Wobei, so ganz legt der 21-Jährige den Ball nach einer stressigen Rookie-Saison bei den Toronto Raptors nicht ins Eck. In der Wiener Stadthalle arbeitet er täglich ein bis zwei Stunden an seinem Wurf. "Darauf lege ich meinen Fokus." Darauf muss er seinen Fokus legen. "Die Spielweise in der NBA entwickelt sich dahingehend, dass alle fünf Spieler am Feld gut werfen können."

Jakob Pöltl zieht in Wien positive Bilanz über sein erstes NBA-Jahr.

Keine Schonfrist mehr

Trotz des Ausscheidens in der zweiten Playoff-Runde gegen die Cleveland Cavaliers und King James ist Pöltl aus Toronto mit einem guten Gefühl weg geflogen. Trainer und Management "planen mit mir, aber der Rookie-Bonus ist aufgebraucht." Die erste Saison diente zum Kennenlernen der NBA, ab sofort zählt nur mehr die Leistung.
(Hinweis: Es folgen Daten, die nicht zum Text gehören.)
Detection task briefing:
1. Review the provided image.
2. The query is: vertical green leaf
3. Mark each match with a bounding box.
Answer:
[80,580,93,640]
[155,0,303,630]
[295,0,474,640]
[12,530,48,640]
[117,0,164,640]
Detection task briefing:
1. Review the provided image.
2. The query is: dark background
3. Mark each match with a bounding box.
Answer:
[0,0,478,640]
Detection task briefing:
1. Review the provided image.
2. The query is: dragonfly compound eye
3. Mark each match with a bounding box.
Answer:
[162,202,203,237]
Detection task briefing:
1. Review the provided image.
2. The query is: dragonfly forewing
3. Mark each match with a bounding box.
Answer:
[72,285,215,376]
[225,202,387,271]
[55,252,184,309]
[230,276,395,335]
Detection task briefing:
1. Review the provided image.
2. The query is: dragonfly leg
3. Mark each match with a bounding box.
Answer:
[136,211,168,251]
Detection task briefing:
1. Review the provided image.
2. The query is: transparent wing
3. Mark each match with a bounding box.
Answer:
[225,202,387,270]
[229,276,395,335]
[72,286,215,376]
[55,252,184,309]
Pöltls Terminkalender bleibt voll: Ende Mai fährt Pöltl nach Bamberg, trainiert dort mit Stefan Weissenböck.

Der Niederösterreicher ist Individualtrainer beim achtfachen deutschen Meister, hat aus europäischen Talenten gestandene NBA-Spieler gemacht. Ziel ist es natürlich auch Kilos zuzulegen. "Ich werde aber nie so ein Brecher sein wie Dwight Howard oder Andre Drummond. Ich möchte mich wehren können."
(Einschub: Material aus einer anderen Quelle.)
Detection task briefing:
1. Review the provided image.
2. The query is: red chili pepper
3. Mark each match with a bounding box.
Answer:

Eine lange NBA-Saison mit über 100 Spielen hat ihre Spuren hinterlassen. Auch wenn Pöltl nicht immer zum Einsatz kam. "Die mentale Müdigkeit ist größer als die körperliche."

Ehrgeizige Pläne

Viel Zeit bleibt nicht zum Abschalten. Im Juni geht es schon wieder zurück nach Kanada zum Training, im Juli wird der 2,13 Meter große Center in der Summer League in Las Vegas spielen. Ein Ausflug zum Nationalteam ist erst im August geplant, die WM-Vorqualifikationsspiele gegen Albanien und die Niederlande in Schwechat könnten sich ausgehen. Der Verband (ÖBV) muss Pöltl für die Toronto Raptors versichern, von 15.000 Dollar ist die Rede. "Die Summe hängt aber auch davon ab, wie lange ich beim Nationalteam dabei bin."

Ob sich Jakob Pöltl nach seinem ersten Jahr in der NBA verändert hat? "Nein. Es war manchmal frustrierend, nur zuzuschauen. Aber ich bin nie verzweifelt." Dafür hat der 21-Jährige viel "kleine Dinge" gelernt. Es geht um das richtige Positionieren in der Verteidigung, aber auch um das richtige Timing in den Systemen in der Offensive. Basketball kann so ein einfaches Spiel sein. "Im Idealfall bewegen sich fünf Spieler an einer Schnur. Damit sind meine Mitspieler auch abhängig von mir."

Quo vadis Toronto?

Für die Toronto Raptors endete die Saison mit einer herben Enttäuschung. Gegen LeBron James und Cleveland war man chancenlos. Präsident Masai Ujiri fordert einen "culture reset". Spielmacher Kyle Lowry, der in den vergangenen zwei Jahren vor allem in den Playoffs enttäuschte, wird den Verein wohl verlassen. Die weiteren Free Agents Serge Ibaka, PJ Tucker und Patrick Patterson könnten sich ebenfalls einen neuen Arbeitgeber suchen. Das ist auch eine Chance für Toronto. Es wird wohl kein Stein auf dem anderen bleiben, der Kader umgebaut werden. "Darüber mache ich mir aber keine Gedanken." (Florian Vetter, 19.5.2017)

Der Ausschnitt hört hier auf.